Marion had small sympathy for such notions; she clung to what was her own with a passion and a wilfulness which made her blind to what she would not see, but she did not care to go out of that circle. Yet people said that the brother and sister were alike, and to a certain extent the world’s judgments were correct, as the world’s judgments often are, only that a hundred little things too subtile for so large a beholder made a gulf between the two. He provoked her constantly as he was provoking her now.

“I sometimes think you will end in doing nothing,” she said, walking on quickly.

“So do I, a dozen times a day. Who’s this coming?—isn’t it that fellow Stephens? I’ve a bone to pick with him, I can tell him. What do you suppose he’s after now? He wants Maddox to let him have that bit of ground close by the school to build a chapel upon. I think I see it! Stokes gave me a hint of it, and I’ve been bullying Maddox all the morning, and pretty well got his word for it at last. The canting methodistical rascal! I wish I could see him kicked out of the place.”

Anthony was speaking with great energy. He and Marion were walking through the cool meadows, beyond which lay the softly swelling hills. To the left, a little in front of them, the Hardlands shrubbery gate led into a thin belt of fir-trees, but the path continued through the meadows, until it crossed a small stream, and reached a lane branching from the high road.

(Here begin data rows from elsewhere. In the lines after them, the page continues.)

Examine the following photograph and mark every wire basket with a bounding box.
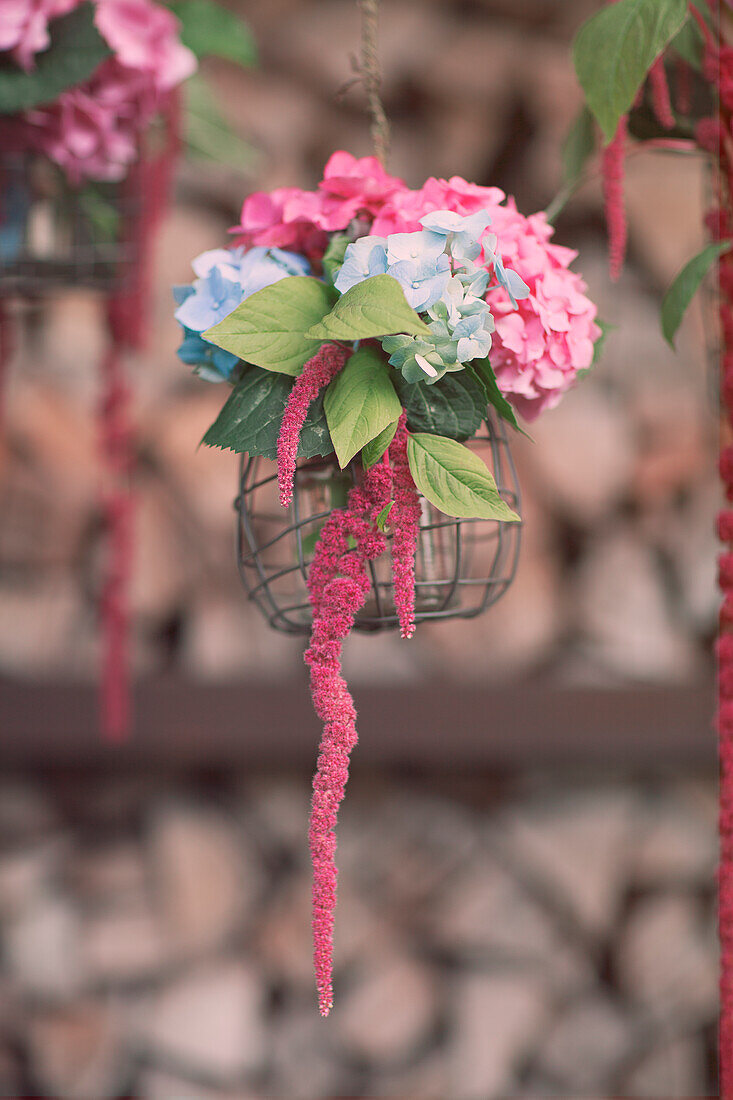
[0,153,141,297]
[234,416,521,634]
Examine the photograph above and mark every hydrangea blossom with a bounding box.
[175,248,310,381]
[0,0,196,184]
[214,152,600,419]
[336,210,510,382]
[0,0,75,72]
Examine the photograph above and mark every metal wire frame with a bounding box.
[234,414,522,635]
[0,153,141,297]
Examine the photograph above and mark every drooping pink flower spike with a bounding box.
[602,114,627,282]
[305,460,392,1016]
[389,413,420,638]
[277,343,348,508]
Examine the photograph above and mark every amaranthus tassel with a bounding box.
[305,462,392,1016]
[277,343,347,508]
[602,116,627,282]
[390,413,420,638]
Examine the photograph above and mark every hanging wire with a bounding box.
[358,0,390,167]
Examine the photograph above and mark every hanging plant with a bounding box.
[175,152,601,1015]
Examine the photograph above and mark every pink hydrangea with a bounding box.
[0,0,196,184]
[0,0,80,72]
[21,58,158,184]
[232,152,405,256]
[95,0,196,91]
[371,176,601,420]
[371,176,504,237]
[232,159,600,420]
[486,199,601,420]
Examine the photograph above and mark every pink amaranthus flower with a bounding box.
[305,461,392,1016]
[389,413,420,638]
[277,343,348,508]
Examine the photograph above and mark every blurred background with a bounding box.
[0,0,719,1100]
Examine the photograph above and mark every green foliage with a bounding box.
[394,371,486,439]
[407,432,519,523]
[306,275,430,341]
[168,0,256,65]
[469,359,529,439]
[589,317,615,370]
[671,15,705,73]
[324,348,402,469]
[573,0,687,141]
[201,366,333,459]
[203,275,335,376]
[661,241,731,348]
[184,73,254,168]
[361,420,397,470]
[0,0,111,114]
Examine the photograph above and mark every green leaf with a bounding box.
[407,432,519,523]
[395,371,486,439]
[671,15,705,73]
[471,359,530,439]
[168,0,256,65]
[203,275,335,375]
[578,317,615,374]
[201,366,333,459]
[376,501,394,535]
[306,275,430,340]
[0,3,112,114]
[184,73,255,169]
[562,105,595,187]
[661,241,732,348]
[324,348,402,469]
[322,233,350,284]
[573,0,687,141]
[361,420,397,470]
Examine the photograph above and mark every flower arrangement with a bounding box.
[175,152,601,1015]
[0,0,196,185]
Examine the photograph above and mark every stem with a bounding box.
[358,0,390,167]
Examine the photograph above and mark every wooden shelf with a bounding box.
[0,678,715,771]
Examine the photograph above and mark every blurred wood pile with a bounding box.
[0,0,718,683]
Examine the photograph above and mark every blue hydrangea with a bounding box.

People liked to turn away from the hard dust and get into these pretty fields, where soft shadows fell gently and the delicate cuckoo flowers grew; and Mr Chester had tacitly suffered a right of way to be established, though he inveighed against it on every occasion. It was a grievance with which he would not have parted for the world, even if his own natural kind-heartedness had not been entirely on the side of the tired wayfarers, and nobody took any notice of it. So that even Anthony’s indignation did not extend itself to the fact that David Stephens was coming towards them along the narrow track.

“I shall go on: Winifred will be wondering what has become of us,” said Marion, who had not sufficiently forgiven her brother to be ready to take his side in the contest. He stood still with his hand on the gate, waiting for Stephens to pass, so determinedly, that the man as he reached the spot stopped at once.

He was much shorter than Anthony, as short, indeed, as an ordinary-sized boy of fourteen, and there was an actual though not very prominent deformity of figure. Yet this warp of nature seldom struck those who fronted him, for the head and face were so powerful and remarkable that they irresistibly seized the attention. Even Anthony, who was as enthusiastic in his prejudices as in his other feelings, was conscious of something in the eyes which checked his first flow of resentment. He would have preferred beginning with a more trenchant opening than—

“Hallo, Stephens, you’re the person I wanted to see.”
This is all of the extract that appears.